Now regarding Ten Walls' recent homophobic debacle, the irony that shouldn't be lost on anyone familiar with his discography is that, prior to his 2014 international breakthrough with techno chart-topper "Walking With Elephants," he was producing nu-disco as Mario Basanov. And with their vintage slow-mo disco grooves and soul-infused vocals, Basanov tracks like "Do You Remember" and "Lonely Days" take a page straight from the playbook of Larry Levan and the Paradise Garage sound.
Whether he's aware of it or not, the work of Marijus Adomaitis is exceedingly indebted to a dance-music culture firmly rooted in the American gay community. The late great Larry Levan, widely considered the godfather of dance-club culture and the DJ art form as we know it today, was gay — as are David Mancuso and Nicky Siano, two other seminal DJs of Levan's era.

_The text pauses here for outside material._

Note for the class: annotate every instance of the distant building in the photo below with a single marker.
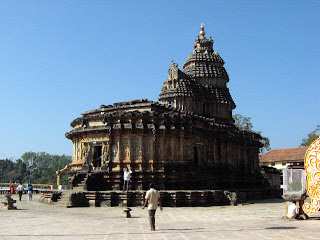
(281, 158)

House music, for that matter, was spawned in '80s Chicago by gay pioneering DJ/producers Frankie Knuckles and Ron Hardy and was carried into the '90s by gay DJ icons like Derrick Carter, Danny Tenaglia, and Junior Vasquez.
Disco and house music culture emerged as a haven for marginalized gay and ethnic minority communities — the dance floor a virtual sanctuary where people of all races, sexual orientations, and creeds could be accepted as one. And at its best, electronic dance music culture has continued to carry the torch of peace, love, unity and respect (PLUR) into the new millennium.
Simply put, there is no place for bigotry in dance music. So Marijus Adomaitis and other homophobes staking their place in this culture as industry professionals would do well to brush up on its history and cultivate some respect for its roots and humanitarian ethos.